Microsoft has released critical security update -April 2021- for on-premises Exchange Servers 2013, 2016 and 2019 to fix the following Remote Code Execution vulnerabilities:

• CVE-2021-28480 | Microsoft Exchange Server Remote Code Execution Vulnerability
• CVE-2021-28481 | Microsoft Exchange Server Remote Code Execution Vulnerability
• CVE-2021-28482 | Microsoft Exchange Server Remote Code Execution Vulnerability
• CVE-2021-28483 | Microsoft Exchange Server Remote Code Execution Vulnerability

More details: Microsoft April 2021 Security Update Summary and Exchange Team Blog

Note: the Microsoft security updates released in March 2021 do not remediate against these vulnerabilities.

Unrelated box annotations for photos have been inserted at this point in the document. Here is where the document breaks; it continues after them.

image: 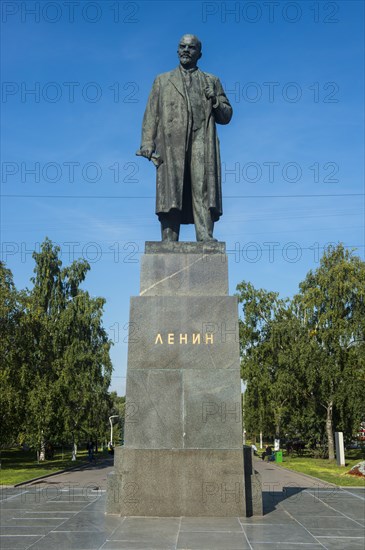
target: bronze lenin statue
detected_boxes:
[137,34,232,241]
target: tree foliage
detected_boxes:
[1,239,112,454]
[237,244,365,458]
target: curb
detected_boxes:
[12,459,112,487]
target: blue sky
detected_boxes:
[1,0,364,394]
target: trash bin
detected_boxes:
[275,451,283,462]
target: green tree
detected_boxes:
[237,282,301,442]
[21,239,112,458]
[295,244,365,459]
[0,262,24,445]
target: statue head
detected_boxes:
[177,34,202,69]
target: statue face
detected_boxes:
[177,34,202,69]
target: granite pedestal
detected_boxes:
[107,242,262,517]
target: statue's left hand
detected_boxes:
[204,83,215,102]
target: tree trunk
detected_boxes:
[39,436,46,462]
[326,401,335,460]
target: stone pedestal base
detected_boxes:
[107,243,262,517]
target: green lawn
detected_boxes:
[0,448,92,485]
[277,449,365,487]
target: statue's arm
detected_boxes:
[212,78,233,124]
[141,77,160,153]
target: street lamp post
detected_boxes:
[109,414,119,447]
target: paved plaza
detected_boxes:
[0,460,365,550]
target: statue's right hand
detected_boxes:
[140,147,154,160]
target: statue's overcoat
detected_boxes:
[141,67,232,223]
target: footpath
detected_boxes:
[0,459,365,550]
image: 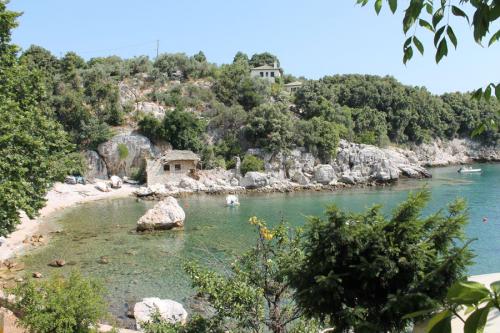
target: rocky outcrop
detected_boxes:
[136,102,165,119]
[83,150,108,181]
[240,171,269,189]
[313,164,337,185]
[411,139,500,166]
[98,133,153,177]
[137,197,186,231]
[134,297,188,330]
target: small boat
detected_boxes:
[458,167,482,173]
[226,194,240,207]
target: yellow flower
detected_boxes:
[260,227,274,240]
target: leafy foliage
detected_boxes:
[12,272,106,333]
[0,2,77,236]
[240,155,264,175]
[356,0,500,100]
[291,191,471,332]
[186,217,316,333]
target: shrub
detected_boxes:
[290,191,471,332]
[12,272,106,333]
[118,143,128,160]
[240,155,264,175]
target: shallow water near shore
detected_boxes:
[18,164,500,320]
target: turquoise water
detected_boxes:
[19,164,500,317]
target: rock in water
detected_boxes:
[137,197,186,231]
[95,182,110,192]
[134,297,188,330]
[110,176,123,188]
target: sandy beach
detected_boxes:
[0,183,138,261]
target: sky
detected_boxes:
[8,0,500,94]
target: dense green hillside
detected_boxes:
[20,46,500,165]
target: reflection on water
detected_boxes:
[19,164,500,322]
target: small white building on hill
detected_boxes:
[250,62,281,82]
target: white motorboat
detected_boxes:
[458,167,482,173]
[226,194,240,207]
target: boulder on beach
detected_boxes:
[95,182,110,192]
[110,176,123,188]
[240,171,269,189]
[134,297,188,330]
[137,197,186,231]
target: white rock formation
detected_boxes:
[240,171,269,189]
[134,297,188,330]
[137,197,186,231]
[109,175,123,188]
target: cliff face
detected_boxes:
[411,139,500,167]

The Exchange versions affected are:

• Exchange Server 2013
• Exchange Server 2016
• Exchange Server 2019

The updates are available for the following specific builds of Exchange Server:

• Exchange Server 2013 CU23
• Exchange Server 2016 CU19 and CU20
• Exchange Server 2019 CU8 and CU9

Be advised that these security updates are Cumulative Update level specific. You cannot apply the update for Exchange 2016 CU20 to Exchange 2016 CU19. Also, the security update download has the same name for different Cumulative Updates, and I would suggest tagging the file name with the CU level, e.g. Exchange2019-CU9-KB5001779-x64-en.msp.

IMPORTANT: If manually installing security updates, you must install .msp from elevated command prompt.